When we think of STEM, we shouldn’t see an isolated set of skills or even college majors. Nor should we relegate learning opportunities to electives and after-school programs. STEM should be integrated into every subject, every gender, and every group — especially those traditionally underrepresented in these careers.

“Learning code shouldn’t be exclusive to after-school opportunities,” LaForce says. “This is critical to ensuring all students, including those who may have less social capital, are exposed to CS and STEM.”

STEM Education for All

LaForce says that schools are finally starting to make stride integrating computer science training into formal public education. In the meantime, after-school opportunities have filled in the gaps. Newer programs provide education to students who typically have less access to STEM education. For example, Girls who Code, Black Girls Code, and the National Girls Collaborative provide opportunities targeted specifically to female, non-binary, black or intersectional students.

“Females are dramatically underrepresented in STEM careers, especially CS,” she says. “It’s widely documented that females often feel excluded or unwelcome in a cismale-dominated CS culture. Encouraging all students, especially those underrepresented in STEM, to learn code from an early age will start to populate a more diverse CS culture. We are beginning to see a slight increase in STEM career diversity, and by exposing students early, persistently, and with high quality — this will continue to improve.”

The Perennial Cry to Boost STEM

The U.S. lags behind in math and science scores. STEM education is at risk even in Silicon Valley. The Silicon Valley Leadership Group noted in a report last spring that “while Silicon Valley’s STEM talent is the most concentrated in the U.S., STEM degrees conferred from regional education institutions are growing more slowly than in other regions.” That means that in the tech industry’s own neighborhood, schools aren’t doing enough to promote STEM education. That’s a problem.

Per the report:

In 2015, only 49 percent of Silicon Valley’s 8th grade students met or exceeded the new state standards for mathematics proficiency, and there was significant disparity in proficiency by race and ethnicity. Only 20 percent of Black or African-American students and 21 percent of Hispanic or Latino students met or exceeded standards for mathematics in 8th grade, compared to 79 percent of 8th grade Asian students, and 66 percent of white students.

Where Companies Can Lend a Helping Hand

LaForce notes that tech companies can help fill in the gaps in STEM education, and should — especially if they expect to draw from the talent pool as they get older.

“First, it’s critical that public funds continue to prioritize high quality STEM education,” she says. “However, STEM businesses and organizations can support this movement by partnering with local schools.
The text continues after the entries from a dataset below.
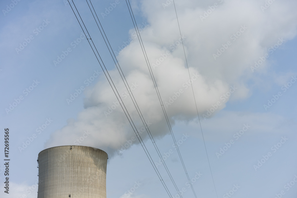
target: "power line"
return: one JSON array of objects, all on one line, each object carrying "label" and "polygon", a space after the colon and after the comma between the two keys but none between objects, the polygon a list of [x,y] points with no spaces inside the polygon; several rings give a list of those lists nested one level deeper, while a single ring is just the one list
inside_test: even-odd
[{"label": "power line", "polygon": [[[173,4],[174,6],[174,9],[175,10],[175,14],[176,15],[176,19],[177,20],[177,24],[178,26],[178,29],[179,30],[179,33],[180,34],[181,37],[181,28],[179,26],[179,23],[178,22],[178,18],[177,17],[177,13],[176,12],[176,9],[175,7],[175,3],[174,3],[174,0],[173,0]],[[186,56],[186,52],[185,51],[185,48],[184,46],[184,42],[183,41],[183,39],[181,39],[181,43],[183,44],[183,48],[184,49],[184,53],[185,55],[185,58],[186,59],[186,63],[187,64],[187,66],[188,68],[188,72],[189,73],[189,77],[190,78],[190,80],[191,80],[191,76],[190,75],[190,71],[189,69],[189,66],[188,65],[188,61],[187,61],[187,56]],[[204,147],[205,148],[205,151],[206,152],[206,155],[207,157],[207,160],[208,161],[208,164],[209,165],[209,169],[210,170],[210,173],[211,175],[211,178],[212,178],[212,181],[214,183],[214,189],[216,191],[216,193],[217,194],[217,197],[218,198],[218,193],[217,192],[217,189],[216,188],[216,185],[214,184],[214,176],[212,175],[212,172],[211,171],[211,168],[210,166],[210,163],[209,162],[209,159],[208,157],[208,155],[207,154],[207,150],[206,148],[206,145],[205,144],[205,141],[204,140],[204,136],[203,135],[203,132],[202,131],[202,127],[201,126],[201,123],[200,122],[200,118],[199,117],[199,113],[198,113],[198,109],[197,107],[197,104],[196,103],[196,100],[195,98],[195,94],[194,94],[194,90],[193,88],[193,86],[192,85],[192,80],[190,80],[190,83],[191,83],[191,86],[192,88],[192,91],[193,92],[193,96],[194,97],[194,101],[195,102],[195,106],[196,107],[196,110],[197,111],[197,114],[198,116],[198,120],[199,121],[199,124],[200,126],[200,129],[201,129],[201,133],[202,135],[202,138],[203,139],[203,142],[204,143]]]},{"label": "power line", "polygon": [[[104,31],[104,29],[103,29],[103,28],[101,24],[101,23],[100,23],[100,20],[99,20],[99,18],[98,18],[97,14],[96,13],[96,11],[95,10],[95,9],[94,9],[94,7],[93,6],[93,5],[92,4],[92,2],[91,2],[91,1],[90,0],[90,3],[91,6],[92,6],[92,8],[93,8],[93,10],[94,10],[94,12],[95,13],[95,15],[96,15],[96,16],[97,17],[97,18],[98,20],[98,22],[99,22],[99,24],[100,24],[100,26],[101,27],[101,28],[102,29],[102,31],[103,31],[103,32],[104,33],[104,35],[105,36],[105,37],[106,37],[106,40],[107,40],[107,42],[108,43],[108,44],[109,46],[109,47],[108,45],[107,45],[107,43],[106,42],[106,41],[105,40],[105,37],[104,36],[103,36],[103,34],[102,33],[102,32],[101,31],[101,30],[100,29],[100,28],[99,27],[99,26],[98,25],[98,23],[97,23],[97,21],[96,20],[96,19],[95,18],[95,16],[94,15],[93,13],[93,11],[92,10],[92,9],[91,9],[91,7],[90,7],[90,5],[89,4],[89,3],[88,2],[88,1],[86,0],[86,1],[87,2],[87,3],[88,3],[88,5],[89,6],[89,7],[90,8],[90,10],[91,11],[91,12],[92,12],[92,14],[93,15],[93,17],[94,17],[94,19],[95,19],[95,21],[96,21],[96,23],[97,24],[97,26],[98,26],[98,28],[99,29],[99,30],[100,31],[100,32],[101,33],[101,35],[102,35],[102,37],[103,37],[103,39],[104,39],[104,41],[105,42],[105,44],[106,44],[107,46],[108,47],[108,50],[109,51],[109,53],[110,53],[111,56],[113,58],[113,60],[115,64],[116,64],[116,65],[117,67],[117,68],[118,69],[118,70],[120,73],[120,75],[121,75],[121,77],[122,78],[122,79],[123,80],[123,81],[124,82],[124,83],[125,84],[125,86],[126,87],[126,88],[127,89],[127,90],[128,91],[130,91],[131,92],[131,94],[129,94],[130,96],[130,97],[131,98],[131,99],[132,100],[132,101],[133,102],[133,104],[134,104],[134,106],[135,106],[135,108],[136,108],[136,110],[137,110],[137,112],[138,113],[138,115],[140,117],[140,118],[141,119],[141,121],[142,121],[143,123],[143,124],[145,126],[146,129],[146,130],[149,136],[149,137],[150,139],[151,140],[152,142],[153,143],[153,145],[154,145],[154,146],[155,147],[155,148],[156,149],[156,151],[158,153],[158,155],[159,155],[159,156],[160,158],[160,159],[162,161],[162,164],[163,164],[163,165],[164,166],[164,167],[165,168],[165,169],[166,170],[166,171],[167,172],[167,173],[169,175],[169,177],[170,178],[170,180],[171,180],[173,184],[174,187],[175,187],[177,191],[178,192],[178,194],[180,197],[182,197],[182,195],[181,194],[180,192],[178,190],[177,186],[176,186],[176,184],[175,183],[175,182],[174,182],[174,180],[173,180],[173,178],[172,177],[172,176],[171,175],[171,174],[170,173],[170,172],[169,171],[169,170],[168,169],[167,165],[166,165],[166,163],[165,163],[165,161],[163,159],[163,158],[162,157],[162,155],[161,154],[161,153],[160,152],[159,148],[158,148],[158,147],[157,146],[157,145],[156,144],[155,141],[154,139],[154,138],[153,137],[152,135],[151,135],[151,132],[150,131],[149,129],[148,128],[148,126],[147,126],[147,125],[146,124],[146,123],[145,122],[145,121],[144,120],[144,118],[143,117],[143,116],[142,115],[142,114],[141,113],[141,111],[140,110],[140,109],[139,108],[138,105],[137,104],[137,102],[136,102],[136,101],[135,100],[135,98],[134,97],[134,96],[133,95],[133,93],[132,93],[132,91],[131,91],[131,90],[130,90],[130,89],[129,87],[129,85],[128,84],[128,82],[127,82],[126,79],[126,78],[125,77],[125,76],[124,74],[124,73],[123,72],[121,69],[121,67],[120,66],[119,64],[119,63],[118,62],[118,61],[116,59],[116,58],[115,56],[115,55],[114,54],[114,53],[113,51],[112,50],[112,48],[111,47],[111,46],[110,45],[110,44],[109,43],[109,42],[108,40],[108,39],[107,38],[106,34],[105,34],[105,32]],[[111,53],[110,51],[110,50],[109,49],[110,47],[110,50],[113,52],[113,56],[114,56],[114,59],[113,57],[113,56],[111,54]],[[116,61],[117,64],[117,63],[116,63],[115,61],[115,59],[116,60]]]},{"label": "power line", "polygon": [[[129,2],[129,5],[128,5],[128,2]],[[132,8],[131,7],[131,5],[130,4],[130,2],[129,0],[128,0],[128,2],[127,2],[127,0],[126,0],[126,3],[127,4],[127,5],[128,7],[128,9],[129,9],[129,12],[130,12],[130,15],[131,16],[131,18],[132,19],[132,21],[133,22],[133,24],[134,25],[134,28],[135,28],[135,30],[136,31],[136,32],[137,33],[137,36],[138,37],[138,40],[139,41],[139,42],[140,43],[140,46],[141,46],[141,48],[142,49],[142,50],[143,53],[143,55],[144,56],[145,58],[146,61],[146,64],[148,65],[148,68],[149,70],[150,73],[151,75],[151,77],[152,78],[152,80],[153,80],[153,82],[154,82],[154,85],[155,86],[155,89],[156,89],[156,91],[157,92],[157,94],[158,95],[158,97],[159,99],[159,100],[160,101],[160,102],[161,105],[161,106],[162,107],[162,110],[163,111],[163,112],[164,113],[164,115],[165,116],[165,118],[166,119],[166,121],[167,122],[168,126],[169,127],[169,129],[170,130],[170,132],[171,133],[171,136],[172,137],[173,141],[174,142],[174,143],[175,144],[176,147],[176,148],[177,149],[177,150],[178,153],[178,155],[179,156],[179,158],[181,159],[181,161],[182,164],[184,169],[185,171],[185,172],[186,173],[186,175],[187,175],[187,178],[188,178],[188,180],[189,181],[189,183],[191,185],[192,189],[192,190],[193,191],[193,193],[194,194],[194,195],[195,196],[195,197],[196,197],[196,198],[197,198],[197,197],[196,196],[196,194],[195,193],[195,191],[194,191],[194,189],[193,188],[192,183],[190,180],[190,178],[189,177],[189,175],[188,175],[188,173],[187,171],[187,169],[186,168],[186,167],[185,166],[184,163],[184,161],[183,160],[182,158],[181,157],[181,154],[180,152],[179,151],[179,150],[178,149],[178,146],[176,143],[176,140],[175,139],[175,138],[174,137],[174,134],[173,133],[173,132],[172,131],[171,126],[170,125],[170,123],[169,121],[169,119],[168,118],[168,116],[167,116],[167,114],[166,113],[166,110],[165,110],[165,108],[164,107],[164,106],[163,105],[163,102],[162,102],[162,99],[161,96],[161,95],[160,94],[159,92],[159,90],[158,88],[158,86],[157,85],[157,83],[156,82],[156,80],[155,79],[154,77],[152,71],[151,70],[151,67],[150,64],[149,64],[149,62],[148,61],[148,58],[147,55],[146,53],[146,52],[145,49],[144,48],[144,46],[143,45],[143,42],[142,41],[142,40],[141,39],[141,36],[140,35],[140,34],[139,32],[139,30],[138,29],[138,27],[137,26],[137,23],[136,22],[136,20],[135,20],[135,18],[134,16],[134,14],[133,13],[133,12],[132,9]],[[129,6],[130,6],[129,7]],[[130,9],[131,9],[131,12],[130,12]],[[132,13],[132,15],[131,15],[131,13]],[[132,15],[133,16],[133,17],[132,17]],[[133,20],[133,19],[134,19],[134,20]],[[134,23],[134,21],[135,21],[135,24]],[[135,26],[135,25],[136,26]],[[137,28],[137,29],[136,29]],[[138,36],[138,35],[139,35],[139,36]]]},{"label": "power line", "polygon": [[[151,164],[153,166],[153,167],[154,167],[154,169],[155,170],[155,171],[156,172],[156,173],[157,173],[157,175],[158,175],[158,177],[159,178],[159,179],[160,179],[160,180],[161,181],[161,182],[162,183],[162,184],[163,185],[163,186],[164,187],[164,188],[165,188],[165,189],[166,190],[166,192],[167,193],[167,194],[168,194],[168,195],[169,195],[169,196],[170,197],[172,197],[172,195],[171,195],[171,194],[170,193],[170,192],[169,190],[168,189],[168,188],[167,188],[167,186],[166,186],[166,184],[164,182],[164,181],[163,180],[163,179],[162,179],[162,176],[161,176],[161,175],[160,175],[159,173],[159,171],[157,169],[157,167],[156,167],[155,165],[154,164],[154,162],[153,161],[152,159],[151,158],[151,156],[150,155],[149,153],[148,153],[148,151],[147,149],[146,149],[146,147],[145,146],[145,145],[144,145],[144,143],[143,142],[143,141],[142,140],[142,138],[141,138],[141,137],[140,136],[140,135],[139,135],[139,133],[137,131],[137,129],[136,128],[136,127],[135,126],[135,125],[134,124],[134,123],[133,122],[133,121],[132,121],[132,119],[131,118],[131,117],[130,116],[129,114],[129,112],[128,112],[127,110],[127,109],[126,108],[126,107],[125,106],[125,105],[123,103],[123,106],[122,106],[121,103],[120,102],[120,99],[121,99],[121,97],[120,96],[120,95],[119,95],[119,92],[118,92],[117,90],[116,89],[116,87],[114,85],[114,84],[113,83],[113,82],[112,81],[112,79],[111,79],[111,78],[110,77],[110,76],[109,75],[109,73],[108,73],[108,71],[107,70],[107,69],[106,69],[106,67],[105,67],[105,65],[104,64],[104,63],[103,62],[103,61],[102,61],[102,60],[101,58],[101,57],[100,56],[100,55],[99,54],[99,53],[98,52],[98,50],[97,50],[97,49],[96,48],[96,46],[94,44],[94,42],[93,42],[93,41],[92,40],[92,39],[91,39],[91,38],[90,36],[90,35],[89,34],[88,32],[88,31],[87,31],[87,29],[86,28],[86,27],[85,26],[85,25],[84,24],[84,23],[83,22],[83,20],[82,20],[82,19],[81,19],[81,18],[80,17],[80,15],[79,15],[79,13],[78,12],[78,11],[77,9],[76,8],[76,7],[75,6],[75,4],[74,4],[74,2],[73,2],[73,0],[72,0],[72,3],[73,4],[73,5],[74,6],[74,7],[75,7],[75,9],[76,10],[76,11],[77,12],[78,14],[78,15],[79,16],[79,18],[80,18],[80,20],[81,20],[81,22],[83,24],[83,26],[85,27],[85,31],[88,34],[88,35],[89,35],[89,38],[88,38],[88,37],[87,36],[87,35],[86,35],[86,32],[85,31],[85,30],[84,30],[83,28],[83,27],[82,26],[82,25],[81,25],[81,24],[80,24],[80,22],[79,20],[78,20],[78,17],[77,17],[77,16],[76,15],[76,13],[75,13],[75,12],[74,10],[73,9],[73,8],[72,7],[72,6],[71,5],[71,4],[70,4],[70,2],[69,2],[69,0],[68,0],[68,3],[69,3],[69,5],[70,5],[70,7],[71,7],[71,9],[72,9],[72,11],[73,11],[73,13],[75,15],[75,17],[76,18],[76,19],[78,21],[78,23],[79,24],[80,26],[80,27],[82,29],[82,30],[83,31],[83,32],[84,34],[86,36],[86,37],[87,38],[87,39],[88,40],[88,42],[89,42],[89,44],[91,46],[91,48],[92,48],[92,50],[93,51],[93,52],[95,54],[95,56],[96,56],[96,58],[97,58],[97,60],[98,61],[98,62],[99,63],[99,64],[100,65],[100,66],[101,67],[101,68],[102,69],[102,70],[103,71],[103,72],[104,73],[104,74],[105,75],[105,77],[106,77],[106,78],[108,80],[108,82],[109,83],[110,85],[111,86],[111,88],[112,88],[113,89],[113,91],[114,93],[116,95],[116,96],[117,97],[117,99],[118,99],[118,100],[119,101],[119,103],[121,104],[121,107],[122,107],[122,108],[123,109],[123,110],[124,111],[124,112],[125,113],[125,115],[126,115],[126,117],[127,117],[127,118],[128,119],[128,120],[129,121],[129,122],[130,123],[130,125],[131,125],[131,126],[132,127],[132,128],[133,129],[133,131],[134,131],[134,132],[135,133],[135,134],[136,135],[136,136],[137,137],[137,138],[138,139],[138,140],[140,142],[140,144],[141,144],[141,145],[142,146],[143,148],[143,149],[146,152],[146,155],[148,157],[148,158],[149,159],[149,160],[150,160],[150,162],[151,162]],[[95,48],[95,49],[96,50],[96,52],[97,52],[97,53],[98,54],[98,56],[99,56],[99,58],[100,60],[101,60],[101,61],[102,62],[102,64],[103,65],[103,66],[104,66],[105,68],[105,70],[106,70],[106,72],[107,73],[107,75],[108,75],[108,76],[109,77],[109,78],[110,78],[110,79],[108,77],[108,76],[107,76],[108,75],[107,75],[106,73],[105,73],[105,72],[106,72],[105,71],[105,70],[104,70],[104,69],[103,69],[103,67],[102,67],[102,65],[101,65],[101,63],[100,62],[100,61],[99,61],[99,59],[98,59],[98,57],[97,57],[97,54],[96,54],[96,53],[95,52],[95,51],[94,50],[94,49],[93,48],[93,47],[92,46],[92,45],[91,45],[91,43],[90,42],[90,41],[89,40],[91,40],[91,41],[92,44],[94,46],[94,48]],[[111,83],[112,83],[112,85],[113,86],[113,85],[112,85],[112,83],[111,83],[111,82],[110,82],[110,81],[111,81]],[[124,107],[123,107],[123,106],[124,106]],[[125,110],[126,110],[126,111],[125,111]],[[127,111],[127,113],[126,113],[126,111]],[[131,122],[132,123],[131,123]],[[133,127],[133,126],[134,126],[134,127]],[[136,132],[137,132],[137,133]]]}]

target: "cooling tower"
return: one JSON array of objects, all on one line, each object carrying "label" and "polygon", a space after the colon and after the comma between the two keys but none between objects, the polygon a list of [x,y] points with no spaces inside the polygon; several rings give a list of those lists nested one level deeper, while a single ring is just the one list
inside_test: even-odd
[{"label": "cooling tower", "polygon": [[107,154],[82,146],[62,146],[38,154],[37,198],[106,198]]}]

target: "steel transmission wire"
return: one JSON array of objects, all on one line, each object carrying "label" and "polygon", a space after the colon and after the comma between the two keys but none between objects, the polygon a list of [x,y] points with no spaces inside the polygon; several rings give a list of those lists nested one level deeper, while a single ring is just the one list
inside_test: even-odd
Employers can support STEM education by giving a talk about their job, bringing students in to see a rich STEM career experience in action, or helping partner with teachers to develop problem-based lessons relevant to the real-world.”


 Anne Holub
Anne Holub is a writer and editor specializing in composing and managing content for digital environments. She’s written about health and wellness trends, local city tourism topics, and all the great things going on that make you want to get up off the couch and explore the world around you. A passionate music fan, she served as the editor for a Chicago-based website’s music section for 10 years. She also makes excellent biscuits.